Question 660: A 50-year-old man presents with a complaint of pain and swelling of his right leg for the past 2 days. He remembers hitting his leg against a table 3 days earlier. Since then, the pain and swelling of the leg have gradually increased. His past medical history is significant for atopy and pulmonary tuberculosis. The patient reports a 20-pack-year smoking history and currently smokes 2 packs of cigarettes per day. His pulse is 98/min, respiratory rate is 15/min, temperature is 38.4°C (101.2°F), and blood pressure is 100/60 mm Hg. On physical examination, his right leg is visibly swollen up to the groin with moderate erythema and 2+ pitting edema. The peripheral pulses are 2+ in the right leg and there is no discomfort. There is no increased resistance or pain in the right calf in response to forced dorsiflexion of the right foot. Which of the following is the best next step in the management of this patient?
A. Ultrasound of the right leg (Correct Answer)
B. Outpatient management with furosemide
C. Reassurance and supportive treatment
D. D-dimer level
E. CT pulmonary angiography
Explanation: ***Ultrasound of the right leg***
- The patient presents with unilateral **pain, swelling, erythema**, and **pitting edema** of the right leg extending to the groin, which are classic signs of a **deep vein thrombosis (DVT)**.

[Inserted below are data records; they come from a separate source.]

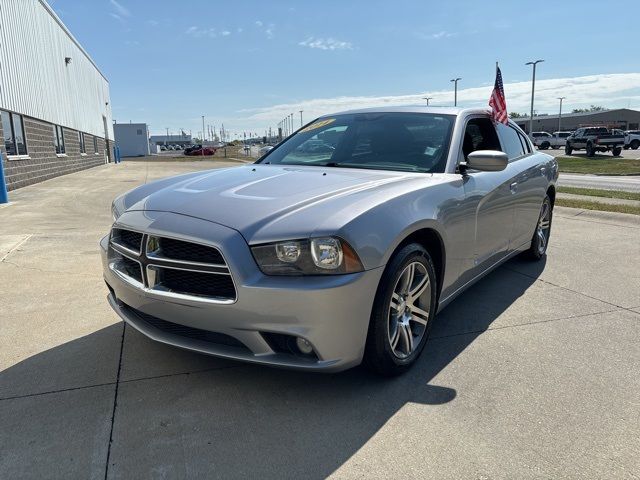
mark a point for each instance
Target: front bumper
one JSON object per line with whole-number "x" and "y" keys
{"x": 330, "y": 312}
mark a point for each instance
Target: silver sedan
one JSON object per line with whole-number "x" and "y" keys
{"x": 339, "y": 246}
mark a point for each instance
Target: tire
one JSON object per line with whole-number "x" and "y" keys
{"x": 542, "y": 233}
{"x": 397, "y": 331}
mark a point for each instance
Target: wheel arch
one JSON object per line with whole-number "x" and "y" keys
{"x": 433, "y": 243}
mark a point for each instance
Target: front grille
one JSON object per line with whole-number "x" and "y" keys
{"x": 170, "y": 267}
{"x": 196, "y": 283}
{"x": 184, "y": 331}
{"x": 127, "y": 238}
{"x": 188, "y": 252}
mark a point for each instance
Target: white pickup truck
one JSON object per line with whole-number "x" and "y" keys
{"x": 632, "y": 139}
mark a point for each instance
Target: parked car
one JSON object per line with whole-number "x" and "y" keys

- The absence of a positive Homan's sign (no pain with dorsiflexion) does not rule out DVT, as this sign has poor sensitivity and specificity.
- Given the high clinical suspicion based on presentation and risk factors (heavy smoking, recent trauma), an **ultrasound of the right leg** is the most appropriate initial diagnostic step to confirm or rule out DVT, as it is non-invasive, highly accurate, and readily available.
*Outpatient management with furosemide*
- **Furosemide** is a diuretic primarily used to treat fluid retention associated with conditions like heart failure or kidney disease.
- Prescribing a diuretic without a definitive diagnosis would be inappropriate and could mask underlying pathology, especially for a condition like DVT that requires anticoagulation, not diuresis.
*Reassurance and supportive treatment*
- Reassurance is inappropriate given the patient's symptoms (unilateral leg swelling, erythema, pitting edema, and pain), which strongly suggest a potentially serious condition such as DVT.
- Delaying diagnosis and treatment could lead to severe complications, including **pulmonary embolism**.
*D-dimer level*
- A **D-dimer test** can be useful in ruling out DVT in patients with a low pretest probability, but it has low specificity in patients with moderate to high probability.
- Given the patient's significant physical findings and risk factors, a positive D-dimer would still necessitate an ultrasound, making direct imaging more efficient. A negative D-dimer in this high-probability setting would be less reliable.
*CT pulmonary angiography*
- **CT pulmonary angiography (CTPA)** is the gold standard for diagnosing **pulmonary embolism (PE)**.
- While DVT can lead to PE, there are no specific signs or symptoms of PE (e.g., dyspnea, pleuritic chest pain, hemoptysis, hypoxia) mentioned in the patient's presentation that would warrant CTPA as the *initial* step before evaluating the leg.